Viaje de ida
Filiberto y Antonio nacieron el mismo día. Sus madres los paseaban panzudas por el pueblo, cogidas del brazo. Las otras, envidiosas entre medias de sus propias panzas, les criticaban tanta amistad.— Pa mí que se preñaron la misma noche.
— Y vete a saber de quién es quién.
— Sí, vete tú a saber, entre tanto rebujón…
Pero ellas seguían a lo suyo, que era bordar los ajuares para otras menos mañosas. Los de ellas se los fueron haciendo desde chicas, que en sus tiempos no se llevaba hacer otra cosa.

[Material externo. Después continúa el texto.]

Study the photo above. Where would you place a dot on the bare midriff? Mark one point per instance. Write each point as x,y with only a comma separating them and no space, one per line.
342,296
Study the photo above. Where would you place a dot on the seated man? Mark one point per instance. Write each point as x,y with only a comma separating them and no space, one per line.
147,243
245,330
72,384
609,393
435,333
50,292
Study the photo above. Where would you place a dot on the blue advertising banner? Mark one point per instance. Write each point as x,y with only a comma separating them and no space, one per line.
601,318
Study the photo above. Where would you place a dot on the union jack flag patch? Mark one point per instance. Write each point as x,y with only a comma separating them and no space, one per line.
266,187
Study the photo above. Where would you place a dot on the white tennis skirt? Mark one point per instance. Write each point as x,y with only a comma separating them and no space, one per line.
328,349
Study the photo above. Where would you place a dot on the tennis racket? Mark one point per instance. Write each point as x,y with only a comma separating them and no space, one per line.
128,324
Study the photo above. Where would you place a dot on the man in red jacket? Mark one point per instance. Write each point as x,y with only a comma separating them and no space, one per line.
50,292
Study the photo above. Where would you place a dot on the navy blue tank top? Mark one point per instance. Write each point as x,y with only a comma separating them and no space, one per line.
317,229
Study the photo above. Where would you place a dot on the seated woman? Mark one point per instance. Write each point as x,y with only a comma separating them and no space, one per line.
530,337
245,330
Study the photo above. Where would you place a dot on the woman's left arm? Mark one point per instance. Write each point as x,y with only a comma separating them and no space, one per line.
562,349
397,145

Filiberto y Antonio crecieron entre los hilos de las conversaciones tejidas por las tardes alrededor del café.
— Voy a hacer una jicarita de café.
— Pues sí, y trae los rosquetes que le compré a Maruca, que están fresquitos.
Y Filiberto y Antonio andaban vestidos por el pueblo, porque sus madres les cosían la ropa a conciencia, y calzados, porque sus madres les compraban los zapatos con los ajuares vendidos, mientras los demás andaban descalzos y mal ajeitados. Las otras madres también opinaban de los chicos: sin nada que vender, regalaban sus quejas.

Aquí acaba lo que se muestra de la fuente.